Measurement network type determining method of digital photogrammetric system
Technical Field
The invention belongs to the field of computer vision and computer graphics, and relates to a method for determining a measurement network type of a digital photogrammetric system.
Background
Digital photogrammetry is a measurement technology which develops very rapidly in recent years, and mainly comprises the steps of taking a series of photos by using an optical camera, and obtaining three-dimensional coordinates of a point to be measured through computer image matching and related mathematical calculation. The measurement principle of the digital photogrammetry system is the same as that of a theodolite system, and the triangular measurement principle is adopted.

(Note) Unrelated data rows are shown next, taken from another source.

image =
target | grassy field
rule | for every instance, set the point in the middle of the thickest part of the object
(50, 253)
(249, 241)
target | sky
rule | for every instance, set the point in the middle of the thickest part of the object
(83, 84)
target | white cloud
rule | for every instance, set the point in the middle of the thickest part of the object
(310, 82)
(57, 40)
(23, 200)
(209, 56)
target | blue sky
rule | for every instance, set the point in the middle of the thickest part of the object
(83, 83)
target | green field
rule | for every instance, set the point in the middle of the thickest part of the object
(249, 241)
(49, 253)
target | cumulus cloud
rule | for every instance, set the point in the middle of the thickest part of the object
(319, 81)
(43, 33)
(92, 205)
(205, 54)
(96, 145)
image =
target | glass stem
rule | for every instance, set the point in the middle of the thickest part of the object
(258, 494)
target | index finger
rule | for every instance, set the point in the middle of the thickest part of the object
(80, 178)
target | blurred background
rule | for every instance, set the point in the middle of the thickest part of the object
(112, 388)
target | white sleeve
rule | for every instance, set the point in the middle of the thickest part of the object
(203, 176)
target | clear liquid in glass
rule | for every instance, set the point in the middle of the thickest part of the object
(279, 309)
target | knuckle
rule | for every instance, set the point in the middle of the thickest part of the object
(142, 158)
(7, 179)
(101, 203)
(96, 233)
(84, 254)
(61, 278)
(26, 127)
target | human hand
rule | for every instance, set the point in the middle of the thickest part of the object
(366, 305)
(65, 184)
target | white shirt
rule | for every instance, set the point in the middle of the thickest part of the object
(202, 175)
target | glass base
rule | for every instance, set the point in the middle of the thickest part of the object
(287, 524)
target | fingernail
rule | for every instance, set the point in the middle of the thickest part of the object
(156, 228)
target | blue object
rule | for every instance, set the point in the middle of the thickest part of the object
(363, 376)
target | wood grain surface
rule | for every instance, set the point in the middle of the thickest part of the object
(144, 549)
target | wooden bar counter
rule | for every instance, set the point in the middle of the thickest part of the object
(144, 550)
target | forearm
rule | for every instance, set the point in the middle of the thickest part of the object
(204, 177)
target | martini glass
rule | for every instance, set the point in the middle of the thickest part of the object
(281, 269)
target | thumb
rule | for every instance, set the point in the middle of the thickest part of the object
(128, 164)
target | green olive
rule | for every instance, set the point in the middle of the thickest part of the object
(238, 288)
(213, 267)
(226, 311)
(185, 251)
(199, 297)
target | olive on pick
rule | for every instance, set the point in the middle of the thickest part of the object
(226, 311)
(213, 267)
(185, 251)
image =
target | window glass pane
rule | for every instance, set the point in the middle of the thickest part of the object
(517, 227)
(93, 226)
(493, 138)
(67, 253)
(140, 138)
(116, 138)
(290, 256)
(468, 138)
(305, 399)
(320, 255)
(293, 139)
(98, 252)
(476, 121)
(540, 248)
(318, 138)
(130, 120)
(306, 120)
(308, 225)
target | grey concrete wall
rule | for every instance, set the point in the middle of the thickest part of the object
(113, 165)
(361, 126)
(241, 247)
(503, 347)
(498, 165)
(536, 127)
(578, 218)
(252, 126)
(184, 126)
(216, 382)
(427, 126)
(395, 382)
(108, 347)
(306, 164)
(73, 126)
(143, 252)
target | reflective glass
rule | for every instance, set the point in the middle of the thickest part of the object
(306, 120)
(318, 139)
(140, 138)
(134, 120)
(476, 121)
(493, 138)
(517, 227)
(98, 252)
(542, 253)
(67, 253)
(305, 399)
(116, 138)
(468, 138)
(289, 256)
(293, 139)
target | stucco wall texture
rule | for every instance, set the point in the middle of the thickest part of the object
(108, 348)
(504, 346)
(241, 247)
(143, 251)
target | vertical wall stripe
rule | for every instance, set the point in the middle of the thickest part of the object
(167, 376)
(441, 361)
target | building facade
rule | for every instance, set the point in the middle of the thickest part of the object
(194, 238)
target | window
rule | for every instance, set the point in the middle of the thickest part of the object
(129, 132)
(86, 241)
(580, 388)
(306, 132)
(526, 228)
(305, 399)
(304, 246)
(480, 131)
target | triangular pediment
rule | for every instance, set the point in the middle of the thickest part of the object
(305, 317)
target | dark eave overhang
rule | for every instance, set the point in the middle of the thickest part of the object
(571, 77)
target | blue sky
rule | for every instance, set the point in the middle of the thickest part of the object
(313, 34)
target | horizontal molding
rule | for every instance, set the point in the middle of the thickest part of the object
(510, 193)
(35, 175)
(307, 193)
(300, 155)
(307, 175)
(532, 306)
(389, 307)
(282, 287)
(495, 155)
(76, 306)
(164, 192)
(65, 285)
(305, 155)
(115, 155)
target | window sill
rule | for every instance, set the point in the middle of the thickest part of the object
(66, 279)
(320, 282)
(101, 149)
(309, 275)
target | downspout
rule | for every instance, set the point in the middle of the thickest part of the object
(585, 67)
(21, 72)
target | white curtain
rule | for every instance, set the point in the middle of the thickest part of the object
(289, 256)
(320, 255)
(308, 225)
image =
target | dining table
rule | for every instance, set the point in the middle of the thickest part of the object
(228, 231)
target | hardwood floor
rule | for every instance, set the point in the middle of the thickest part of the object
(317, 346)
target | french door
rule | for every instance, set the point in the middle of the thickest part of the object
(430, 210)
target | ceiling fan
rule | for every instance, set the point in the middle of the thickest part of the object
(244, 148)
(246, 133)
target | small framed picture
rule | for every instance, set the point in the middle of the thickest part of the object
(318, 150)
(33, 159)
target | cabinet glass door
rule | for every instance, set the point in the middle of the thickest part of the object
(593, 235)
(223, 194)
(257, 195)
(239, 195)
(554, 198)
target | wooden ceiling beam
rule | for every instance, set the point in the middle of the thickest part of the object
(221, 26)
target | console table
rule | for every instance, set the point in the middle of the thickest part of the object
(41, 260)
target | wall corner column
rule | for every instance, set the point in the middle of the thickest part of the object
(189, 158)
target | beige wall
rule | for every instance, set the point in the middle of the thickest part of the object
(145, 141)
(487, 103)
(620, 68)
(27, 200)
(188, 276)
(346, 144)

Different from the conventional measurement method, the digital photogrammetry system cannot intuitively obtain measurement data from the measurement equipment, but first needs to take a series of photos for a sample to be measured, and then solves the three-dimensional coordinates of target points on the sample to be measured by image processing and mathematical methods. The setting of the measurement net type not only affects the image point precision of the photo, but also solves important input parameters in the model, so that the measurement net type is the factor which has the greatest influence on the measurement precision from the aspect of the measurement method.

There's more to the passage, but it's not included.